I will be following your blog to read about the healthy way' to crush.
Much love and thanks
(I'm so sorry not to be signing my name, but i'm still really embarrassed...)

Diana Laurence said...

You are VERY welcome...and I hope it helped. Sounds like more insights are coming to you. And I think it's safe to say, this too shall pass. Bottom line, what's helped me most in life with things like this is just getting older and gaining experience and understanding!

Anonymous said...

I LOVE the ten questions you listed in this blog entry.

SABH said...

Hi Diana. Very interesting, and realistic blog that seems so appropriate and relevant. I have recently just took that horrible, step that took months to make. I left my boyfriend of 2 years because I had a crush on a more mysterious, makes-my-heart-race man. I didn't leave my boyfriend to be with this man. But things hadn't felt quite the same for a while and the entering of this crush into my life made me realise it and thought I had to do something about it.

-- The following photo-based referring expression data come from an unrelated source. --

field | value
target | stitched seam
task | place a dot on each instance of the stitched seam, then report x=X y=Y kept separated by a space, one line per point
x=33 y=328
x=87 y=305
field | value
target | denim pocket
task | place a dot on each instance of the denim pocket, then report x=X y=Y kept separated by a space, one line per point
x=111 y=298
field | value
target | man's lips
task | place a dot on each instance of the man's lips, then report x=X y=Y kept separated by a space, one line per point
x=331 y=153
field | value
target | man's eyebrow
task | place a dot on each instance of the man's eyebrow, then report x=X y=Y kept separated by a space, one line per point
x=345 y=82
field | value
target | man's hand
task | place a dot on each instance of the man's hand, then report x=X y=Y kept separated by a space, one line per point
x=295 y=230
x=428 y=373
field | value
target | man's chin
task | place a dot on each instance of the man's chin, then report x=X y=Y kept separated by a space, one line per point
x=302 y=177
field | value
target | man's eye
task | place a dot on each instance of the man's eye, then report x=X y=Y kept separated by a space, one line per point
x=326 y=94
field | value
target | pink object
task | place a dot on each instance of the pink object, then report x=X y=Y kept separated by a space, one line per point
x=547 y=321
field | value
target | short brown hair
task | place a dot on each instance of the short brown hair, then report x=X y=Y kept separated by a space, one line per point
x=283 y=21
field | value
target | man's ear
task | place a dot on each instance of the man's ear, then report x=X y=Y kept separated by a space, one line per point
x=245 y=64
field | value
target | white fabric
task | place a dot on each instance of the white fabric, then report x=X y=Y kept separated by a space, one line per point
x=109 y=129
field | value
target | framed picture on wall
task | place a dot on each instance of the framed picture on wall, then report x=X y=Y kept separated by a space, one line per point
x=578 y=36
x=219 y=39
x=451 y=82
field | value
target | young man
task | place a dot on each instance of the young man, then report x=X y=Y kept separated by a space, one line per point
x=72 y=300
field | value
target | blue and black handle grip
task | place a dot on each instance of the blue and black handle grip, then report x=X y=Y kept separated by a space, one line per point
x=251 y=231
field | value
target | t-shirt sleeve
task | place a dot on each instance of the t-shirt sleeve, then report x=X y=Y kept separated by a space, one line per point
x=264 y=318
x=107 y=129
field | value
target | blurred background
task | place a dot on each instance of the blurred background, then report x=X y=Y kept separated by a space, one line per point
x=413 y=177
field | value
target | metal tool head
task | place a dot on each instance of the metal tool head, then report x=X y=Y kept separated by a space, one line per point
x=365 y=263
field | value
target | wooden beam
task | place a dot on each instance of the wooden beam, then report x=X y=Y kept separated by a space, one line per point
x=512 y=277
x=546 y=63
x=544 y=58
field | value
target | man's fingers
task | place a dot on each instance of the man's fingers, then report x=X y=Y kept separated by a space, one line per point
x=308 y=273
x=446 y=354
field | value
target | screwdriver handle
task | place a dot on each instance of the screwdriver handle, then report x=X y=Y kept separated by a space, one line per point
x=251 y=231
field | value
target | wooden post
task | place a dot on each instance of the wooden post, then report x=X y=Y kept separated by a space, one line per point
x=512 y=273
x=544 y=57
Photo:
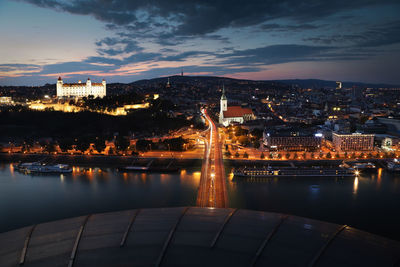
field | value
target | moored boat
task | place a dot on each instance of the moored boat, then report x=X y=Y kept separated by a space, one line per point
x=295 y=172
x=36 y=167
x=393 y=165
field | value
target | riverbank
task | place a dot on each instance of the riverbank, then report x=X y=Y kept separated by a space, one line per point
x=93 y=160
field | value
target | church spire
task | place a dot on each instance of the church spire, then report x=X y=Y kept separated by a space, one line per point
x=223 y=97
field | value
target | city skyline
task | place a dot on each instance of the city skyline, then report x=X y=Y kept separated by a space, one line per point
x=267 y=40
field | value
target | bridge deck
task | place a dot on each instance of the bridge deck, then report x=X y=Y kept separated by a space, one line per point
x=195 y=237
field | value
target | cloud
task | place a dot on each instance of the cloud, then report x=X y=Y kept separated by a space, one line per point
x=199 y=17
x=376 y=36
x=287 y=28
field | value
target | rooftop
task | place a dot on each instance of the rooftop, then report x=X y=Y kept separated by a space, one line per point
x=236 y=111
x=194 y=237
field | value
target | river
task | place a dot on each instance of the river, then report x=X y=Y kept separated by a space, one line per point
x=370 y=202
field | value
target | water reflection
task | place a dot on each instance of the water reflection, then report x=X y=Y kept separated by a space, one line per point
x=355 y=186
x=31 y=198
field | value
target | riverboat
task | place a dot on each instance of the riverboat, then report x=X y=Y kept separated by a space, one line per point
x=295 y=172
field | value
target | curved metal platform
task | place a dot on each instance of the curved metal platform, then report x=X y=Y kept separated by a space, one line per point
x=194 y=237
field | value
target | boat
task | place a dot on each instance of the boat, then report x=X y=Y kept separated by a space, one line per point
x=393 y=165
x=134 y=169
x=37 y=167
x=23 y=166
x=364 y=166
x=295 y=172
x=147 y=169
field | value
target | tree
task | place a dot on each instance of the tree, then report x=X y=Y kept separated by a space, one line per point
x=256 y=144
x=65 y=144
x=100 y=144
x=143 y=145
x=50 y=148
x=82 y=145
x=244 y=140
x=121 y=143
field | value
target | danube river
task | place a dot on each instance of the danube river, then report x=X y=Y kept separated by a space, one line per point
x=370 y=202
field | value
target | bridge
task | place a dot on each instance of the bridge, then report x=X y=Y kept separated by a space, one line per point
x=212 y=189
x=194 y=236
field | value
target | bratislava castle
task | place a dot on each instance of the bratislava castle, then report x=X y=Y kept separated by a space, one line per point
x=81 y=89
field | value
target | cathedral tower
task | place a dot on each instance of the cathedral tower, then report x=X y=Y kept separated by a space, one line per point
x=223 y=105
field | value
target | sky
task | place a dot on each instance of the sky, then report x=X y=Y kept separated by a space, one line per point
x=129 y=40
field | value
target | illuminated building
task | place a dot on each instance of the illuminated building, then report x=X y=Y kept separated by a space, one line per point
x=233 y=114
x=6 y=100
x=81 y=89
x=291 y=141
x=353 y=142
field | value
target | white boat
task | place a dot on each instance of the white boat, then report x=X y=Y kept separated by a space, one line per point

I just felt there had to be more to life. I am only 19. Its been about a week since I broke up with my boyfriend and I'm feeling really down about it all, not that I regret, because I would still be in the unhappy situation if I hadn't of done it. And i'd much rather be unhappy on my own than with someone, it wasn't fair on him. I hope this hole in my heart that I feel will ease away, and that it's just because such a big part of my life has vanished, almost overnight. But I am scared. I am scared of regretting, realising the grass isn't greener, and most of all I'm scared of being alone, and never finding anyone else.
I'll be sure to update regarding how I feel in a few weeks/months, whether I feel better or worse.
Thanks for all the comments they're helpful, but have really made me doubt what I have done.
SABH

Bob33 said...

It is so comforting to find others facing similar realities. Over the last year I have encountered attraction towards two separate people. Having never acted on them.Which has led me to question why I have felt this way. I have questioned what I have in my life for months now which on paper is a stable marriage, a career and a mortgage. At 31 however I am beginning to feel as though I am 75 and encompassing a journey that I question is right for me. My personality over the years has become subdued and almost reclusive which I think 10 years ago (prior to husband) was the reverse. Is that why I crave these people? Do they let me be myself? My husband has started saying recently as i hve begun to question our relationship he wants the old me back. The original old me like i was when i met him isnt the one he refers to.
our relationship would receive approximately a 50% mark. Leaving me hanging in the balance what do I do?